Yet The Challenge Posed By Vaccine Hesitancy In Africa Is Formidable, And South Sudan Is Not An Isolated Case.

By John Sparks

When the world-wide vaccine alliance, GAVI, announced that 132,000 AstraZeneca vaccines had been designated for South Sudan, doctors and health officials in this impoverished country were both surprised and overjoyed. Health facilities in South Sudan – one of the poorest and least stable countries in the world – are rudimentary. The government depends on aid agencies and NGOs to operate them and it can barely afford to pay the staff.

Nevertheless, the first batch of vaccines, along with 132,500 syringes and 1,325 disposal boxes touched down at the airport in the capital, Juba, at the end of March and the authorities drew up plans to distribute them at three vaccination centres in the city. Officials said they hoped to vaccinate 40% of the population by the end of 2022. Dr Isaac Maker, the medical director at Juba’s teaching hospital, remembers how he felt when he heard the news. “I did not expect the vaccine to come here,” he told Sky News.

“My own brother bought a ticket to go to Canada to get vaccinated because we didn’t know it was coming and now that it is here, I am so happy, I am so happy and pleased, and I am encouraging everyone. “The only way to protect yourself is to get a vaccine.” Yet Dr Maker is the first to acknowledge that South Sudan’s vaccination programme, which started distributing jabs in mid-April, has run into a serious problem. “The first days when we come here, there was nobody, the first day there was only 19 (people),” he said, pointing at his sparsely populated clinic on the hospital’s second floor.

When we arrived at 8am, there were a handful of people waiting for their jabs amid rows and rows of empty metallic seats. It was certainly the quietest part of what is a chaotic and over-occupied facility. One man, a church minister called Jacob Rango, said his efforts to convince the congregation to get a jab had not gone very far. “The problem is people’s attitudes because they are given different information,” he said. “Some say that once you are vaccinated you will become infertile, others say it gives you other diseases. People are not ready.”

Reverend Rango’s personal experience is reflected in the health ministry’s numbers. One month into South Sudan’s COVID-19 vaccination program only 7,000 people have taken one and the vaccines will expire in mid-July. Health officials worry they may end up wasting tens of thousands of vaccines. I asked Dr Maker whether it was realistic to expect delivery of another consignment via the COVAX program if he could not use the ones he has been given. “We don’t want them to let them expire,” he said.

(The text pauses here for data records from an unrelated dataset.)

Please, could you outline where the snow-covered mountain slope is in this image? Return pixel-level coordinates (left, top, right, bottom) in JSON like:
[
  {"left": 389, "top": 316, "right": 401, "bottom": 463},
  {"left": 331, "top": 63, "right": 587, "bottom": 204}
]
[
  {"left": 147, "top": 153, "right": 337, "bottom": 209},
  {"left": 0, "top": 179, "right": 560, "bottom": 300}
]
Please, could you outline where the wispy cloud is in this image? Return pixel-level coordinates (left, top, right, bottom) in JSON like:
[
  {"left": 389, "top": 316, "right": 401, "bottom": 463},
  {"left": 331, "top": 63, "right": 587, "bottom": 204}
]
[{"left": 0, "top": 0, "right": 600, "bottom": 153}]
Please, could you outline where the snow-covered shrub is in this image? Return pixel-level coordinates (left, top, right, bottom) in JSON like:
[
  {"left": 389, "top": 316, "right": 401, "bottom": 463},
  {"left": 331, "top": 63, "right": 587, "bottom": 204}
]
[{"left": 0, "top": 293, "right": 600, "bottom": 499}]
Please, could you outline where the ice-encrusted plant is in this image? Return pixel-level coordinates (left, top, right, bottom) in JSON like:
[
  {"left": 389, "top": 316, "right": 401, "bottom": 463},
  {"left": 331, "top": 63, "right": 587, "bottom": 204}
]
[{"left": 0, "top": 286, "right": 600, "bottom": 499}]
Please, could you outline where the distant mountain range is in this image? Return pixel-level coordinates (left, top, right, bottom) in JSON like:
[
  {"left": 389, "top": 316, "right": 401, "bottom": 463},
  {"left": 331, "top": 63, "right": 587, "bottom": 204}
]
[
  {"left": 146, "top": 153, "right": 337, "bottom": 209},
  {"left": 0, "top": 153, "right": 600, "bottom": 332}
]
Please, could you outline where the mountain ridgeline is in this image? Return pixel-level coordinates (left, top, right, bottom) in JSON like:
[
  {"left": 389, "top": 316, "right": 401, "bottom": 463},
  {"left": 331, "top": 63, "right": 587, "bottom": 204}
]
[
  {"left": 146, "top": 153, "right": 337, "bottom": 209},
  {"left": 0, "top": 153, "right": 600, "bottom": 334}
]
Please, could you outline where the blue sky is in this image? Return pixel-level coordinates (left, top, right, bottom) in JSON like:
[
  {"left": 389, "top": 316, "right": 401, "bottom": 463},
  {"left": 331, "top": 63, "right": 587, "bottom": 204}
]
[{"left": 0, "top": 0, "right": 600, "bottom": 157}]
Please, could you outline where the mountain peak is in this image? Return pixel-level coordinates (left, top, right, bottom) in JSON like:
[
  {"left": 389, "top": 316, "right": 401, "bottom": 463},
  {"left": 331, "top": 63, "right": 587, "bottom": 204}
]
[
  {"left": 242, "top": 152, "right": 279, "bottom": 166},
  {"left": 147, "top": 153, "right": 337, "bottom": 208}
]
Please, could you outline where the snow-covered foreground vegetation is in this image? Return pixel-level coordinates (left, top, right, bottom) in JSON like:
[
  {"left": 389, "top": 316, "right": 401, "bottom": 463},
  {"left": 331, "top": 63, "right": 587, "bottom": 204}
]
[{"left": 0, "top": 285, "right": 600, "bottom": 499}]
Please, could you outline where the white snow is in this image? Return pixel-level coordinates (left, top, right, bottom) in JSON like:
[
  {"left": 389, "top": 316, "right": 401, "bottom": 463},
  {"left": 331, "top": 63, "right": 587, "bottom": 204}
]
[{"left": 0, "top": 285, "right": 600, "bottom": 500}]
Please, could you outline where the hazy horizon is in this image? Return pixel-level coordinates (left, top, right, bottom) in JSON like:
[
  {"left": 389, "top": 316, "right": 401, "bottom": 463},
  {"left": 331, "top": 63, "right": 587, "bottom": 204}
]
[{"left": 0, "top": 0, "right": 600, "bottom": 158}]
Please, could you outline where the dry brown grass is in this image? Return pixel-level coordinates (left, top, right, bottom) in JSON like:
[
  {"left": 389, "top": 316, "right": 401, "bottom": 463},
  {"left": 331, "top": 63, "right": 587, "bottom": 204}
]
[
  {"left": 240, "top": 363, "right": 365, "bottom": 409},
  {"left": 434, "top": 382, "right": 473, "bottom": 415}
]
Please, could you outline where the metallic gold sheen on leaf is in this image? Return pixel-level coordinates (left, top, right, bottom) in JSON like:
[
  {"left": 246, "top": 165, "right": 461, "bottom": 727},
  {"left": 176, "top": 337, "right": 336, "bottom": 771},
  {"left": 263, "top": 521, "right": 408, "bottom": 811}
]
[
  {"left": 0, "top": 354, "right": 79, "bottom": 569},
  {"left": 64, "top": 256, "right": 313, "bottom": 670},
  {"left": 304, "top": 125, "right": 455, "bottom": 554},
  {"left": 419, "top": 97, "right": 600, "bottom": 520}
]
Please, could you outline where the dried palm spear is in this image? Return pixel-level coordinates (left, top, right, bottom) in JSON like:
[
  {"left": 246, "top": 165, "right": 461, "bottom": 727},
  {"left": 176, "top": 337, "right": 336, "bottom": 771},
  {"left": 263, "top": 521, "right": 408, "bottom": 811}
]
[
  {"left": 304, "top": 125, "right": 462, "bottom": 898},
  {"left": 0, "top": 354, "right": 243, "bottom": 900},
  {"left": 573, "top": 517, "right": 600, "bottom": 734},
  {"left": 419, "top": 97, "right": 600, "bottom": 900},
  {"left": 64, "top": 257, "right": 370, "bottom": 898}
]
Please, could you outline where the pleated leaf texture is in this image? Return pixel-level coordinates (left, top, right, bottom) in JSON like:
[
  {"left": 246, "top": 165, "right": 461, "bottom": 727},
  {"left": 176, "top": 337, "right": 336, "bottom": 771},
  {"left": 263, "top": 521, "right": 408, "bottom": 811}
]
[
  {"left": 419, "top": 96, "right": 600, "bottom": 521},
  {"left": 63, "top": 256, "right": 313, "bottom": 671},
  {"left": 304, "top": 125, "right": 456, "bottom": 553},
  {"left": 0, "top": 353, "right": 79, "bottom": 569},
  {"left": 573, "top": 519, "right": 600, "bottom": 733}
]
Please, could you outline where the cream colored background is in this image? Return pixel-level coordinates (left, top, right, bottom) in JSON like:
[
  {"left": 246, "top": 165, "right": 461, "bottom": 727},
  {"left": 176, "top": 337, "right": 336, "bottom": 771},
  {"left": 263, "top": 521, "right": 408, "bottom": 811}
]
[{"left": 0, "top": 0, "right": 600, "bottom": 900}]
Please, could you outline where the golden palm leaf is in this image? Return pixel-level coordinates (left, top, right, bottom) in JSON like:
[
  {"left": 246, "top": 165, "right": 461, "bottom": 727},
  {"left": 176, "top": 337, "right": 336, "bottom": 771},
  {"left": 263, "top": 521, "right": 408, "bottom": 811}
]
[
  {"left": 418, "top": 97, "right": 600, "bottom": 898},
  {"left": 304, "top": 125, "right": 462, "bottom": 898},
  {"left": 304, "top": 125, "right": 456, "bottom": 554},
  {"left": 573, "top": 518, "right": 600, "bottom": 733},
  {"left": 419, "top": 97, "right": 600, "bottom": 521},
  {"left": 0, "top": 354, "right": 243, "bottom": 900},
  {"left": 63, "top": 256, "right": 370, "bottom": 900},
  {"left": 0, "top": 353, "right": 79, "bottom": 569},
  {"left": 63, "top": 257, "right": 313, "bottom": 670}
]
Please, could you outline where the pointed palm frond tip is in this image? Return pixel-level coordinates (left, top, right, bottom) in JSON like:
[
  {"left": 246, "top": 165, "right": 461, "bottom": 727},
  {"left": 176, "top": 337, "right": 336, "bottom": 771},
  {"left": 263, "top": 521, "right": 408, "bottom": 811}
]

“It would be a disaster if the vaccines expired and then we have a wave of COVID-19 killing our people and they had a chance to come for a vaccination. “The majority of people in South Sudan do not know what is going on in India so we need to inform them.” South Sudan is in a vulnerable position as highly infectious strains from India and Britain threaten to overwhelm this country’s inadequate health system. But Dr Maker’s concerns apply equally to the African continent where only 1% of the population have received a COVID-19 vaccine so far. According to the World Health Organization, dozens of African countries are now dealing with this “low rollout” scenario.

In total, 49 nations have received vaccines but only 17 have managed to administer more than 50% of doses allocated through COVAX. Until now, concern in – and for – Africa has rested chiefly on the issue of “vaccine equity” after much of the world’s global supply was reserved by wealthier countries like Britain and the United States. Supply problems have been exacerbated by the fact that the principal manufacturer of vaccines destined for Africa, the Serum Institute of India, has suspended exports while dealing with the crisis in India. Yet The Challenge Posed By Vaccine Hesitancy In Africa Is Formidable, And South Sudan Is Not An Isolated Case. Propaganda and misinformation propagated on the internet are rife and will have to be tackled effectively if the consequences of mass infection are to be avoided.